In today’s market, outsourcing non-core functions allows managers to focus on their clients and distribution partners. In doing so, they can allocate more resources to managing the additional activity that tends to pick up during times of market volatility, such as security analysis, portfolio composition review, and client meetings. For example, when markets recently declined, and many asset managers saw an unexpected influx of requests such as redemptions and tax loss harvesting, outsourcing these transactions meant they could handle increased volume with minimal impact to their client service.

From a longer-term strategic perspective, outsourcing can provide asset managers with several advantages to enable growth. By outsourcing functions such as account opening, reconciliation, composite management, and reporting, they can reallocate internal resources into more strategic roles.

Additionally, asset managers can benefit from a truly integrated solution, which supports consistency in data and streamlines processes. Any mandatory changes made across the industry are automatically taken care of – freeing up resources for investment managers to focus on other activities. When deployed strategically in the right places, outsourcing translates to lower costs, greater efficiency, and reduced risk across the firm.

Outsourcing allows managers to access the best practices and expertise that their outsourcing partner has developed by working with similar firms. This expertise and industry perspective goes beyond operations.

For example, when strategically launching new products, managers can talk to their service partner to gain insights into which products are performing well at which custodians. If a manager is acquiring another firm, there are processes and protocols service providers can offer that can create a smoother transition and allow the acquiring company to realize benefits of a combined firm.

Making the most of your outsourced operations partnership

For asset managers thinking of outsourcing new functions or those working with in-house resources, there are a few ways to get the most out of your outsourcing partnership:

1. Clearly (and regularly) communicate long- and short-term objectives. Including your outsourcer in strategic growth plans will go a long way toward maximizing your efforts. Sharing your strategic goals and a product roadmap can help your service provider think ahead and identify where their offering can support you and anticipate what services might need to be updated to support your vision. For example, if you’re focused on developing more customized products, like direct indexing, an outsourcer can share the different ways its platform can support you through fractional shares, customization at scale and ESG data.

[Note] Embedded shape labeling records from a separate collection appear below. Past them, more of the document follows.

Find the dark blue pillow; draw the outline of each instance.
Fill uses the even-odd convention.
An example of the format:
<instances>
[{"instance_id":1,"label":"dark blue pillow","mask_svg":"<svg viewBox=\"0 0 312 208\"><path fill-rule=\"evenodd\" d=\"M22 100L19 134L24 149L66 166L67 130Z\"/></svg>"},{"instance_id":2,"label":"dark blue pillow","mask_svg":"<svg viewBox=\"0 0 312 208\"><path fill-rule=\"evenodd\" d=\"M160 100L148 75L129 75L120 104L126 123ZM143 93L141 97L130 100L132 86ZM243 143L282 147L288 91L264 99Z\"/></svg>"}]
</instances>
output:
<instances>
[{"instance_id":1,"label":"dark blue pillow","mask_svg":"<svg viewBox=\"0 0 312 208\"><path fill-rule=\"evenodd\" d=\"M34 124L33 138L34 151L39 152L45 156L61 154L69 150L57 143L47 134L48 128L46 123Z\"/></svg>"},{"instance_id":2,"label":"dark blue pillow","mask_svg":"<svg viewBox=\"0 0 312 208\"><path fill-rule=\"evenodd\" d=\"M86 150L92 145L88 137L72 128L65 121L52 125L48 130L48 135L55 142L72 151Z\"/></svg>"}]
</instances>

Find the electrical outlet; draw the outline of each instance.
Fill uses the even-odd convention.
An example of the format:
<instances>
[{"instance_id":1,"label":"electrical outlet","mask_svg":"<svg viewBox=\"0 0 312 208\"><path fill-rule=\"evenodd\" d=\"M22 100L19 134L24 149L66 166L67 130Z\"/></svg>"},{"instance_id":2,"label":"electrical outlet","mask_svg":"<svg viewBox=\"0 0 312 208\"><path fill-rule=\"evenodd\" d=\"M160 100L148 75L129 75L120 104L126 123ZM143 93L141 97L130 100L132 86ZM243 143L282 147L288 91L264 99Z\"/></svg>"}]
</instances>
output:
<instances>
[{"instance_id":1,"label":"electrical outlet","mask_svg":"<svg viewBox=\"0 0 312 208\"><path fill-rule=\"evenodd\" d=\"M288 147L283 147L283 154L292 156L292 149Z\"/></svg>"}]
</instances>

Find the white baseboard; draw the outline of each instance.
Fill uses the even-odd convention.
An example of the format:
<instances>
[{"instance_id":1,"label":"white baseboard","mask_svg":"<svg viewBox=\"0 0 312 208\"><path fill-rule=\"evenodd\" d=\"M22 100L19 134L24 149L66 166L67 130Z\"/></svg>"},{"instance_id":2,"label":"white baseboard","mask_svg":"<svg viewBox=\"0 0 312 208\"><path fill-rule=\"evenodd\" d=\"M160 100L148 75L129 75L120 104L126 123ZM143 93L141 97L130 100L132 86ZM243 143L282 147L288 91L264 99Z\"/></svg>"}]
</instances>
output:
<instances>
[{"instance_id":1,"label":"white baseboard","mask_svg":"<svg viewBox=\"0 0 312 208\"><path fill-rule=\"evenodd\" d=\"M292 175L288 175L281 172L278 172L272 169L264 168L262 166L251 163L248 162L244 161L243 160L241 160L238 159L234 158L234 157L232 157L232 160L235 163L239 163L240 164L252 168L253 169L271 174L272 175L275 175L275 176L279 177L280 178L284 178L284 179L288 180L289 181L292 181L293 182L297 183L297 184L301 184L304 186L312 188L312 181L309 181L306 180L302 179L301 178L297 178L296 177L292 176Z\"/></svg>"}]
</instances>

2. Use your service partner’s expertise and access to what your competitors are doing. Ask your partner how other asset managers are handling particular challenges or opportunities. For instance, if you’re considering pivoting from institutional to the retail space, consult with your outsourcer to see what best practices other asset managers are following to find success.

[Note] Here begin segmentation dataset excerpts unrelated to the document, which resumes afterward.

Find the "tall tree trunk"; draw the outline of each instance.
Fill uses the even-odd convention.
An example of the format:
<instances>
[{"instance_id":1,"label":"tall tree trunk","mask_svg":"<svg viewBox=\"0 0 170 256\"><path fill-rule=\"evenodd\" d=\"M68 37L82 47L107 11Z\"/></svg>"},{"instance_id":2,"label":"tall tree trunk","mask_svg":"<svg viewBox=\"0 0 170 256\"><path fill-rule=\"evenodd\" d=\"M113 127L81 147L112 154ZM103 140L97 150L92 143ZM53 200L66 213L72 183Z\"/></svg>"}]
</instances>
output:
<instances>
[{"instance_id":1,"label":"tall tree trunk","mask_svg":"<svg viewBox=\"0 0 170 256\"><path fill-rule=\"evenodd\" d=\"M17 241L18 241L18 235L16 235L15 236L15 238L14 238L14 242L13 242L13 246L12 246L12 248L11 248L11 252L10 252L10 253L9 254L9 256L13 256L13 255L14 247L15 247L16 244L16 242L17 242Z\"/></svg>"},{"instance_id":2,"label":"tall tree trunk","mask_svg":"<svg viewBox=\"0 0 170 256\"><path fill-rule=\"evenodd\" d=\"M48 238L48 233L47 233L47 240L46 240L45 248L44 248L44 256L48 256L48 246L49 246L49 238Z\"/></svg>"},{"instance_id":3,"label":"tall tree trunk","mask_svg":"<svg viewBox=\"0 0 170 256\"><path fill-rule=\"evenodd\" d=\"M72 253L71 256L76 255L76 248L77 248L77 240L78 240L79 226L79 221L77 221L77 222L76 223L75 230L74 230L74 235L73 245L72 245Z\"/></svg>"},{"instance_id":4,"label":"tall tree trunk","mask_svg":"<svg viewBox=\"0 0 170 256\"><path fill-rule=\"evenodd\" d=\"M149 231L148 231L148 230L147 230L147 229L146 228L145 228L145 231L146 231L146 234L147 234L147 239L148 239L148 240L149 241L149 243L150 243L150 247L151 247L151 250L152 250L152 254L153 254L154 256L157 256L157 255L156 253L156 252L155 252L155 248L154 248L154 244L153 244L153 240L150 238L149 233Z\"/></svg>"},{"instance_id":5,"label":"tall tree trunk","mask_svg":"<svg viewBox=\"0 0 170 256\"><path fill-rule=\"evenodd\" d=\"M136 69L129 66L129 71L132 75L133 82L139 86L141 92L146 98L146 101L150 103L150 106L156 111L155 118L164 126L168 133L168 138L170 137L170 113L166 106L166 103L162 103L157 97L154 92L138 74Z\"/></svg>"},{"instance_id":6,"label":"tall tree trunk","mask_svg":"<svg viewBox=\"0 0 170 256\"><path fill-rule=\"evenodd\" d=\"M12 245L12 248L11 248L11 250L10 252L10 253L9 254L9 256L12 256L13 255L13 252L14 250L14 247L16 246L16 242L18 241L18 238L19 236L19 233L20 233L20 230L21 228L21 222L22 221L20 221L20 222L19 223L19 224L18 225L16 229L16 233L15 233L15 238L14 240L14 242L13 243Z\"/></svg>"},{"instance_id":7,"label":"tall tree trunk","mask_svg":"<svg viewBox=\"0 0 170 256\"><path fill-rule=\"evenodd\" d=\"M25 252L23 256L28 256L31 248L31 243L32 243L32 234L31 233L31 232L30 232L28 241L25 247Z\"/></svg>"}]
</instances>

3. Clearly define each team’s role. Develop a target operating model that addresses how you run your business from an account structure and address the balance of work being done by in-house versus external resources. In addition to discussing where the handoffs, audits, checks, and balances are to happen, be sure to reinforce the efficiencies that the team gains by outsourcing. With a tech and operations partner taking on more tasks, business leaders should also consider where to invest their managers’ time and resources in ways that will be the most beneficial to their clients and the business.

Reducing uncertainty

In today’s uncertain world, outsourcing can provide asset managers with some much-needed control. While there’s no way to tell where financial markets, employee demands, or investor preferences will go, taking greater command of the few things you can control can provide greater clarity into your business’ future. Doing so is a process that takes time, consideration, and intention. When executed properly, it can open new avenues of long-term business growth and success.